噛むほど楽しい!~おうちジャーキーと乾物の安全手作り帖~

[ 旬の食と暮らし ]

はじめに…冷蔵庫の食材が「噛むご馳走」に変わる夜

冷蔵庫を開けると、牛肉、鶏肉、魚、きのこ、りんご、大根、トマト……いつもの食材が並んでいます。そのまま焼く、煮る、切って食べる。それだけでも十分美味しいのですが、「これ、水分を抜いたらどんな味になるんだろう?」と思った瞬間、台所は少しだけ実験室になります。

肉ならジャーキー、イカならスルメ、大根なら切り干し大根、果物ならドライフルーツ。人は昔から、食べ物が傷む前に水分を減らし、塩や熱、風や時間まで味方につけてきました。そこには保存のための試行錯誤があり、乾かすことで味や香りがギュッと濃くなる楽しみもあります。けれど、乾燥は「干したら安全」という便利な合図ではありません。菌や寄生虫への対策、食材に合った加熱、乾燥後の湿気やカビまで考えてこそ、楽しい手作りになります。
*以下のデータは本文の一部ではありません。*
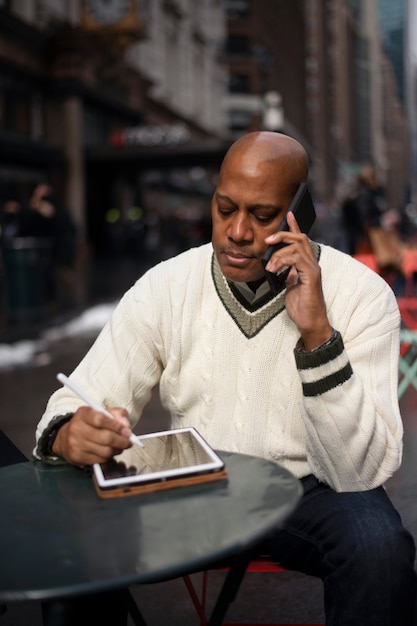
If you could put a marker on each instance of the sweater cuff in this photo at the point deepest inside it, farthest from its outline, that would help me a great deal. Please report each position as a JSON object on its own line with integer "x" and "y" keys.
{"x": 325, "y": 368}
{"x": 46, "y": 440}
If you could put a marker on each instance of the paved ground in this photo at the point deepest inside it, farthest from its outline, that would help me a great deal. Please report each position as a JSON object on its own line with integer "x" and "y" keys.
{"x": 287, "y": 597}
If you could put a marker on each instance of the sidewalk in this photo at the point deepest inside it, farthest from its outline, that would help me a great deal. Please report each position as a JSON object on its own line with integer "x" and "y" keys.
{"x": 105, "y": 279}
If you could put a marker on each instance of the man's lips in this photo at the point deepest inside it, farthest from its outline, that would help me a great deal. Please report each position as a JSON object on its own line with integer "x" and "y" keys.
{"x": 238, "y": 258}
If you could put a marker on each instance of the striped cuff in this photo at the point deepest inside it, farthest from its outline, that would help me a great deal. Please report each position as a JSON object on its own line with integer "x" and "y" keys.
{"x": 323, "y": 369}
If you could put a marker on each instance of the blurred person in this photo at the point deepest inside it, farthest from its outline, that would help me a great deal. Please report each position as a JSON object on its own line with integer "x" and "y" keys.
{"x": 11, "y": 221}
{"x": 370, "y": 228}
{"x": 306, "y": 377}
{"x": 361, "y": 210}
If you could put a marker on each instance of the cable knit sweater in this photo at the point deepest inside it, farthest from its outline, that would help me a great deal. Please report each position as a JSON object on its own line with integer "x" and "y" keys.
{"x": 231, "y": 370}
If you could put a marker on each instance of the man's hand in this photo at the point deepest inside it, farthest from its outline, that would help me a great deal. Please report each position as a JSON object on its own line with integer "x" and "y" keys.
{"x": 92, "y": 437}
{"x": 304, "y": 298}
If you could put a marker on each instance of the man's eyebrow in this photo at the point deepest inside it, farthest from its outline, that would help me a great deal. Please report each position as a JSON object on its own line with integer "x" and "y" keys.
{"x": 222, "y": 196}
{"x": 258, "y": 205}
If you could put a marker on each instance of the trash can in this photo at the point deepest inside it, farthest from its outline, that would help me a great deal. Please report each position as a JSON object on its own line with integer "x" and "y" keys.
{"x": 27, "y": 275}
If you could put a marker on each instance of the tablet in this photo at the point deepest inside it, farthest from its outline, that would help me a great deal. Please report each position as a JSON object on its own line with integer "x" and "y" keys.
{"x": 165, "y": 456}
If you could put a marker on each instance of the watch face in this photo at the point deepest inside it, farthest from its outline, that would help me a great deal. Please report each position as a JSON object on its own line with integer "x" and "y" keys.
{"x": 107, "y": 11}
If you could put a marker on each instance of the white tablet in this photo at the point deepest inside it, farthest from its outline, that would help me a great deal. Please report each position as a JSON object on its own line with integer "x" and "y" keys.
{"x": 165, "y": 455}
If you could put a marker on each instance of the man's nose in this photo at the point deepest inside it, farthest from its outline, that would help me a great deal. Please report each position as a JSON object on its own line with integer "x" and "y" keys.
{"x": 240, "y": 228}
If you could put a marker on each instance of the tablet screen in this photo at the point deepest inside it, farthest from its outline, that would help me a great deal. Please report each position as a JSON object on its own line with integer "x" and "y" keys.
{"x": 165, "y": 455}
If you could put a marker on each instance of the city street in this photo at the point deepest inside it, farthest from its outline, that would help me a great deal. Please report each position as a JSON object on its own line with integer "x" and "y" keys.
{"x": 286, "y": 597}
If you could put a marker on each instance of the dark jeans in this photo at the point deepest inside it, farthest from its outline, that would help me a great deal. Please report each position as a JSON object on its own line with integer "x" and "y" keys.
{"x": 355, "y": 542}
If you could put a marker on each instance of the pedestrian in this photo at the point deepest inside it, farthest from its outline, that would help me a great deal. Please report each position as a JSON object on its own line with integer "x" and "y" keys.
{"x": 49, "y": 222}
{"x": 306, "y": 377}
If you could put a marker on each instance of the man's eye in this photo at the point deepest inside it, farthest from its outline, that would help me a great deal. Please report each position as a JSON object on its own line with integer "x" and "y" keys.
{"x": 264, "y": 219}
{"x": 225, "y": 211}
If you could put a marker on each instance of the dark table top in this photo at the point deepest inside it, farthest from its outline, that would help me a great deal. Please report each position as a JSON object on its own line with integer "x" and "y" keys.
{"x": 58, "y": 538}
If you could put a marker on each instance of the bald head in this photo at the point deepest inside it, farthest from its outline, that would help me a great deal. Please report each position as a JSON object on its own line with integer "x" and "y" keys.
{"x": 258, "y": 178}
{"x": 264, "y": 147}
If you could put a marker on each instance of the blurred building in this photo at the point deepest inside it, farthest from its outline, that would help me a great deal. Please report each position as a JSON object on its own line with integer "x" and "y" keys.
{"x": 324, "y": 66}
{"x": 114, "y": 104}
{"x": 128, "y": 108}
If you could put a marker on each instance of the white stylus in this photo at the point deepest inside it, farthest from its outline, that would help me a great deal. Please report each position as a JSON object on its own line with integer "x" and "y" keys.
{"x": 94, "y": 405}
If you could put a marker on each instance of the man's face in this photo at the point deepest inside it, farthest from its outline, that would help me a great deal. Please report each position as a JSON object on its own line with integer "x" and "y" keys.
{"x": 248, "y": 205}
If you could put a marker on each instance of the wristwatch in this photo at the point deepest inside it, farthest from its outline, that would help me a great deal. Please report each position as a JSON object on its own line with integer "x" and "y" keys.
{"x": 107, "y": 12}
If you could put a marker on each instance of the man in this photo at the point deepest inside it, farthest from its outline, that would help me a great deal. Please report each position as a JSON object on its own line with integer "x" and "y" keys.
{"x": 307, "y": 377}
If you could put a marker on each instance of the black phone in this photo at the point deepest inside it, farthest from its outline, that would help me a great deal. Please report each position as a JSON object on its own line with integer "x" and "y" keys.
{"x": 303, "y": 209}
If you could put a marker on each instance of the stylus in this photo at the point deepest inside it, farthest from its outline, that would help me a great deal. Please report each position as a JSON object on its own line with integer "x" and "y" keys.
{"x": 94, "y": 405}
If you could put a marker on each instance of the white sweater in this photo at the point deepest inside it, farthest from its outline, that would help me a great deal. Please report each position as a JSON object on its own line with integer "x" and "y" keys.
{"x": 233, "y": 374}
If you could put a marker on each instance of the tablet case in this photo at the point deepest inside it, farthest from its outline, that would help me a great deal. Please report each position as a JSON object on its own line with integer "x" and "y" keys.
{"x": 133, "y": 490}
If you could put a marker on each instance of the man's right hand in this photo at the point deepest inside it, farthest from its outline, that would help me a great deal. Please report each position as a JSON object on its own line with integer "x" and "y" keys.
{"x": 92, "y": 437}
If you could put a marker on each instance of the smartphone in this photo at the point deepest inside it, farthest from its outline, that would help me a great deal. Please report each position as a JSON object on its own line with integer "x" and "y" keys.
{"x": 303, "y": 208}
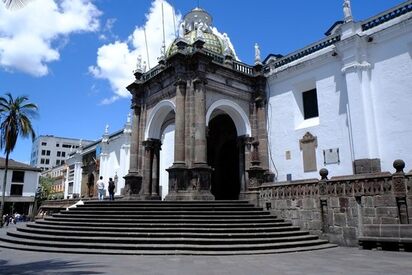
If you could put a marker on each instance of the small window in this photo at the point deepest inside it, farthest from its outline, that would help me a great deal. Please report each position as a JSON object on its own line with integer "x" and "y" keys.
{"x": 17, "y": 176}
{"x": 16, "y": 190}
{"x": 310, "y": 104}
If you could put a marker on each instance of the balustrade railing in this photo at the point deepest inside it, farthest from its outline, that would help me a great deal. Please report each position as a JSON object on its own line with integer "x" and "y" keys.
{"x": 387, "y": 15}
{"x": 330, "y": 40}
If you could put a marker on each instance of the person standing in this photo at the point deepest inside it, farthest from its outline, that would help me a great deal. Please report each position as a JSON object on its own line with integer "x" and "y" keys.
{"x": 100, "y": 188}
{"x": 111, "y": 188}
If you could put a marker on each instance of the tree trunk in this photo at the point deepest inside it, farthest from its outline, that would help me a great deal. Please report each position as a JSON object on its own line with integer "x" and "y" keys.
{"x": 6, "y": 168}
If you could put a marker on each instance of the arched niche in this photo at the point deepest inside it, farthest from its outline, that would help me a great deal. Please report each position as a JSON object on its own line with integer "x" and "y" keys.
{"x": 157, "y": 118}
{"x": 235, "y": 112}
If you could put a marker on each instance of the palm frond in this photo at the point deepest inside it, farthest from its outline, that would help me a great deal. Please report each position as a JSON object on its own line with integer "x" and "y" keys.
{"x": 15, "y": 114}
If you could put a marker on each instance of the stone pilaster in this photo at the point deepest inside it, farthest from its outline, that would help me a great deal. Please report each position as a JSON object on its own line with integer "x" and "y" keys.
{"x": 200, "y": 122}
{"x": 151, "y": 169}
{"x": 155, "y": 169}
{"x": 180, "y": 123}
{"x": 133, "y": 180}
{"x": 178, "y": 174}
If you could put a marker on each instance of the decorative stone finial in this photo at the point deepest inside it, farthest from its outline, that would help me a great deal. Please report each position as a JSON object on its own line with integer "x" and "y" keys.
{"x": 257, "y": 54}
{"x": 399, "y": 165}
{"x": 347, "y": 11}
{"x": 139, "y": 64}
{"x": 324, "y": 173}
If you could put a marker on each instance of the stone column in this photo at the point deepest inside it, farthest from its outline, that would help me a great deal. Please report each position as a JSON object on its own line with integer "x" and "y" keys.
{"x": 200, "y": 122}
{"x": 262, "y": 133}
{"x": 360, "y": 111}
{"x": 241, "y": 143}
{"x": 147, "y": 168}
{"x": 180, "y": 123}
{"x": 133, "y": 180}
{"x": 178, "y": 179}
{"x": 201, "y": 173}
{"x": 155, "y": 169}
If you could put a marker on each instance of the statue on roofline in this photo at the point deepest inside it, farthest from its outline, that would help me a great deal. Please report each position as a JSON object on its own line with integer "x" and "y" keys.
{"x": 347, "y": 11}
{"x": 257, "y": 54}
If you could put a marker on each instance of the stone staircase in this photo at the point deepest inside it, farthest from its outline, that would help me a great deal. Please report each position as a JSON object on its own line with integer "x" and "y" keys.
{"x": 162, "y": 228}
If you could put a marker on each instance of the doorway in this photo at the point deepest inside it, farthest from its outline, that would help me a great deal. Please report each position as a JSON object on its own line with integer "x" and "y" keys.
{"x": 223, "y": 157}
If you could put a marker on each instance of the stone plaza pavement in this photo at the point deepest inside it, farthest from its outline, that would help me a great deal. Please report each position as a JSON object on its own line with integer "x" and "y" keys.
{"x": 341, "y": 260}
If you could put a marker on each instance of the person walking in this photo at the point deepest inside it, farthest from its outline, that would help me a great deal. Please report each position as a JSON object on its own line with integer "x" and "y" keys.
{"x": 111, "y": 188}
{"x": 100, "y": 188}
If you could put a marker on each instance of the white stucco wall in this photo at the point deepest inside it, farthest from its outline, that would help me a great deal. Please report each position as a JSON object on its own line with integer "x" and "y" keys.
{"x": 392, "y": 98}
{"x": 364, "y": 99}
{"x": 286, "y": 124}
{"x": 31, "y": 180}
{"x": 115, "y": 160}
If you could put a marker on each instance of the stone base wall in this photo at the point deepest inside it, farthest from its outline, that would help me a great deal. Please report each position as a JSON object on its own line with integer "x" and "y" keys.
{"x": 340, "y": 208}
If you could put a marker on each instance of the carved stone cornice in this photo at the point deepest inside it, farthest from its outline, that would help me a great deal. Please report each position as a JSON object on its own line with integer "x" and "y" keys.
{"x": 308, "y": 138}
{"x": 355, "y": 67}
{"x": 199, "y": 82}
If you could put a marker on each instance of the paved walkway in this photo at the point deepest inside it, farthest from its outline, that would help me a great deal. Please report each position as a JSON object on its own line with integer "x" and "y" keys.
{"x": 340, "y": 260}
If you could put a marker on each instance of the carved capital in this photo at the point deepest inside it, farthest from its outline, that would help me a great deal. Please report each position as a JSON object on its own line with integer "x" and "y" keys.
{"x": 180, "y": 82}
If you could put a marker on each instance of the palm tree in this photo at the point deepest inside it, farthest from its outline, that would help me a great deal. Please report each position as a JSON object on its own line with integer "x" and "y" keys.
{"x": 15, "y": 115}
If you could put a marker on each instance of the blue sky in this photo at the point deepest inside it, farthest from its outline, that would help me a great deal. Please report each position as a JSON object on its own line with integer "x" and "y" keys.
{"x": 72, "y": 57}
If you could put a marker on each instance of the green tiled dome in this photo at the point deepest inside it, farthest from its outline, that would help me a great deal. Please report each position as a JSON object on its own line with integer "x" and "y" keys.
{"x": 212, "y": 43}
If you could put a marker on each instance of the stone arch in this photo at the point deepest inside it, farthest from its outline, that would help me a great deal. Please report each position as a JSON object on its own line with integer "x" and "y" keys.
{"x": 157, "y": 117}
{"x": 235, "y": 112}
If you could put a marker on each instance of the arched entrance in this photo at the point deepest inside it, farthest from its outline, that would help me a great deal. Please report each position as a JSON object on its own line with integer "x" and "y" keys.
{"x": 223, "y": 157}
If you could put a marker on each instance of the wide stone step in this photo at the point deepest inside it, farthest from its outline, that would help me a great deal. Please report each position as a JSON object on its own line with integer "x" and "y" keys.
{"x": 195, "y": 244}
{"x": 164, "y": 203}
{"x": 160, "y": 212}
{"x": 162, "y": 215}
{"x": 87, "y": 209}
{"x": 162, "y": 219}
{"x": 161, "y": 235}
{"x": 164, "y": 227}
{"x": 211, "y": 240}
{"x": 31, "y": 247}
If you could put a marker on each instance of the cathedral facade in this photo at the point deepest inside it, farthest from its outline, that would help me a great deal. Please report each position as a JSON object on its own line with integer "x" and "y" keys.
{"x": 226, "y": 127}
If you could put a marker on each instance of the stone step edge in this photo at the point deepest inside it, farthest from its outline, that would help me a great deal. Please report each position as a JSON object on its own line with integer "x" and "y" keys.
{"x": 157, "y": 239}
{"x": 165, "y": 252}
{"x": 164, "y": 224}
{"x": 100, "y": 246}
{"x": 160, "y": 234}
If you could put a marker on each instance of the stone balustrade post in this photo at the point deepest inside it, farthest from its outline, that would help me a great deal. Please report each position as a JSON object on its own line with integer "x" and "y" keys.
{"x": 399, "y": 190}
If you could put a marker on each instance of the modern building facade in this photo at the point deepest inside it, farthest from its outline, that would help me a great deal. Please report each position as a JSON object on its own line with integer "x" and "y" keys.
{"x": 341, "y": 103}
{"x": 49, "y": 151}
{"x": 21, "y": 186}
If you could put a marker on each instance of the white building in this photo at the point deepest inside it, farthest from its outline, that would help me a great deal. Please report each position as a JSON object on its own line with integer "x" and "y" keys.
{"x": 108, "y": 157}
{"x": 21, "y": 186}
{"x": 351, "y": 92}
{"x": 49, "y": 151}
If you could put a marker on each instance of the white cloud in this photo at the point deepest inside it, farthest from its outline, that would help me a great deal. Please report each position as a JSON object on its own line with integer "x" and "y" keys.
{"x": 116, "y": 61}
{"x": 222, "y": 36}
{"x": 28, "y": 36}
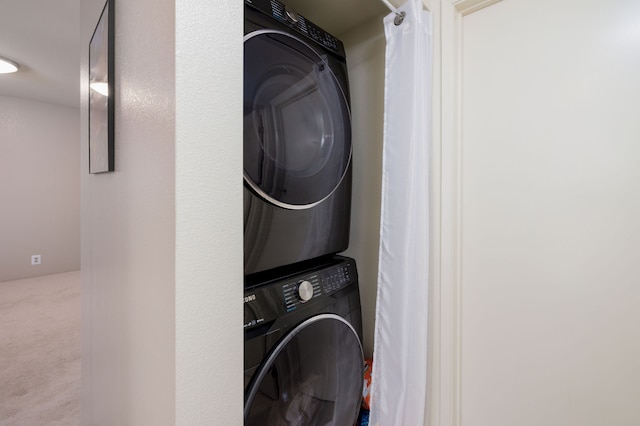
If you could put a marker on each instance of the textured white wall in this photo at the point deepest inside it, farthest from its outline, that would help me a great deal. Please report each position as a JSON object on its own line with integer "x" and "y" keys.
{"x": 128, "y": 227}
{"x": 365, "y": 47}
{"x": 209, "y": 271}
{"x": 40, "y": 190}
{"x": 162, "y": 235}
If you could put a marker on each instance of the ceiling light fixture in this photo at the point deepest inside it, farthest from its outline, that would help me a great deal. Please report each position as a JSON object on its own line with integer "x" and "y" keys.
{"x": 7, "y": 66}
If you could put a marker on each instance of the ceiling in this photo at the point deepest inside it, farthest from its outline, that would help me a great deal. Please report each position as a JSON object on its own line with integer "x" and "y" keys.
{"x": 43, "y": 36}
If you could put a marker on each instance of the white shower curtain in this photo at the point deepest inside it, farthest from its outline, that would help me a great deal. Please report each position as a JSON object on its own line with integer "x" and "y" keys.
{"x": 399, "y": 378}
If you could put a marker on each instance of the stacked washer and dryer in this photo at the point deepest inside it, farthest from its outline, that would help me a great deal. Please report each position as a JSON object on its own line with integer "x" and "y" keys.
{"x": 302, "y": 322}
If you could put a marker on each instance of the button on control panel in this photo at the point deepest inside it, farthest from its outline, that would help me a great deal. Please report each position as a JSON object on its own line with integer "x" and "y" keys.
{"x": 337, "y": 278}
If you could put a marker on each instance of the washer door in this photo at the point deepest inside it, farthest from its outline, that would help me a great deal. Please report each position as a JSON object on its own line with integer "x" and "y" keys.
{"x": 297, "y": 127}
{"x": 314, "y": 376}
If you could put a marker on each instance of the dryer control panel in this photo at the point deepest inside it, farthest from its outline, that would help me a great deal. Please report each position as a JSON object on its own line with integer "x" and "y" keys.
{"x": 291, "y": 18}
{"x": 265, "y": 303}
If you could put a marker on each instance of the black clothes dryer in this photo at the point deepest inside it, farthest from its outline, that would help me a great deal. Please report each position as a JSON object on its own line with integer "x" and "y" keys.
{"x": 297, "y": 139}
{"x": 302, "y": 348}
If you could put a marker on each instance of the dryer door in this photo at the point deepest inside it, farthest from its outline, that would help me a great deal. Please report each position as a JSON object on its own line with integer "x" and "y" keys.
{"x": 314, "y": 376}
{"x": 297, "y": 127}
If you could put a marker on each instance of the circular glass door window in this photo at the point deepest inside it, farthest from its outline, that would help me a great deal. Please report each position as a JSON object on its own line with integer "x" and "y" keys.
{"x": 314, "y": 376}
{"x": 297, "y": 127}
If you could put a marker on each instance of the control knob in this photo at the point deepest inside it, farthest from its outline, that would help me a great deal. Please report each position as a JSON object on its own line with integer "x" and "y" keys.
{"x": 305, "y": 291}
{"x": 292, "y": 15}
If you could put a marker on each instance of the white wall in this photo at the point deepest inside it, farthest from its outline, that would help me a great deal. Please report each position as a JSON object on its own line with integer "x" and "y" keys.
{"x": 365, "y": 48}
{"x": 550, "y": 214}
{"x": 40, "y": 190}
{"x": 162, "y": 235}
{"x": 209, "y": 252}
{"x": 128, "y": 227}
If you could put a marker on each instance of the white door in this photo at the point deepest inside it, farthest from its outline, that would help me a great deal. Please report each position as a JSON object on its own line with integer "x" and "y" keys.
{"x": 549, "y": 205}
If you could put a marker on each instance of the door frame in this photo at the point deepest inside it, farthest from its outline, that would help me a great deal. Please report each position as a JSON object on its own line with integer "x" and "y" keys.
{"x": 445, "y": 402}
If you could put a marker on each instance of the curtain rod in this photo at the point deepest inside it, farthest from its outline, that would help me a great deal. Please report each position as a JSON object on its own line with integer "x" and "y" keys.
{"x": 399, "y": 15}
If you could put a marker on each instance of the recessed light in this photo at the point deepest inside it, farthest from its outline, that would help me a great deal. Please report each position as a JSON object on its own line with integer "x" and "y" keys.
{"x": 100, "y": 87}
{"x": 7, "y": 66}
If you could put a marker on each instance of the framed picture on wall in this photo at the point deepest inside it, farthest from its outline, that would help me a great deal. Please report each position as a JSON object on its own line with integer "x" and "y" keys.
{"x": 101, "y": 93}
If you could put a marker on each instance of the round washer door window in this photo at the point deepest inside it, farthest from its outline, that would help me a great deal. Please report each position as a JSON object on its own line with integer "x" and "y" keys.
{"x": 297, "y": 126}
{"x": 313, "y": 377}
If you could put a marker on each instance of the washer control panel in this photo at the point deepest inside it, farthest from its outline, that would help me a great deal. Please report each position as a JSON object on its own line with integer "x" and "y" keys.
{"x": 265, "y": 303}
{"x": 301, "y": 290}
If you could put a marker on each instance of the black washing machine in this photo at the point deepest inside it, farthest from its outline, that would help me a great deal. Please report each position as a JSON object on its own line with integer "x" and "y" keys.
{"x": 297, "y": 139}
{"x": 302, "y": 348}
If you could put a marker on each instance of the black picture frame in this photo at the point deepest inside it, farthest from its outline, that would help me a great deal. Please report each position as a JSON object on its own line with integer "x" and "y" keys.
{"x": 101, "y": 93}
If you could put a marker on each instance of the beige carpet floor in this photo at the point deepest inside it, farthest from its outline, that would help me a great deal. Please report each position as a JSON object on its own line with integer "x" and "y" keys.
{"x": 40, "y": 351}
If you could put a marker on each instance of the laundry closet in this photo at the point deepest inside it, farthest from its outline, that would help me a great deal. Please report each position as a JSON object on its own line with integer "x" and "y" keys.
{"x": 311, "y": 108}
{"x": 358, "y": 24}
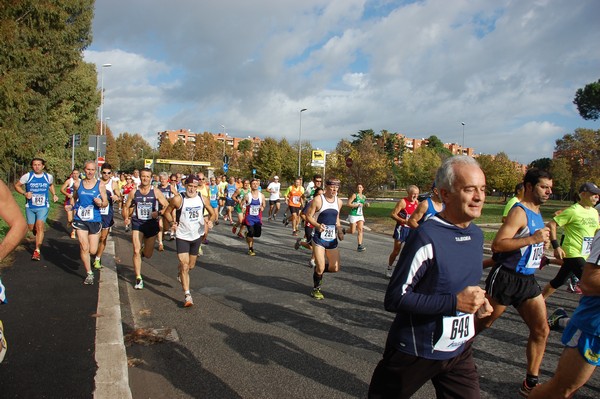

そこで目指したいのは、何年も保存できる非常食作りではありません。スーパーではあまり見掛けない食材、ちょっと意外な肉や野菜、果物まで少量ずつ試して、「おお、こんな味になるのか」と家族で噛みしめ、出来たての美味しさを早めに楽しむこと。乾物作りの面白さは、食材を長く眠らせることより、いつもの味から知らなかった表情を引き出すところにあります。

そして「カミカミ」が楽しいからといって、誰にでも同じ硬さで出せば良いわけでもありません。しっかり噛める人はその食感を楽しみ、子どもには年齢や噛む力に合わせた形へ、高齢者には細かくしたり、出汁で戻したり、やわらかな料理へ変身させたりする。乾かしたものを戻すなんて遠回りに見えて、旨味を濃くしてから料理へ戻せるなら、それも立派な一石二鳥です。「折角、乾かしたのに戻すんかい」と台所で小さくツッコミながら、美味しく食べられればそれでヨシ。

ジャーキーから野菜、果物、きのこまで、冷蔵庫にいる食材たちは意外なほど変身上手です。安全だけはキッチリ守りながら、少量を作って、噛んで、戻して、料理して、家族それぞれの食べやすさへ。そんな小さな乾物工房が家の台所に開店したら、いつもの食卓もちょっと賑やかになりそうです。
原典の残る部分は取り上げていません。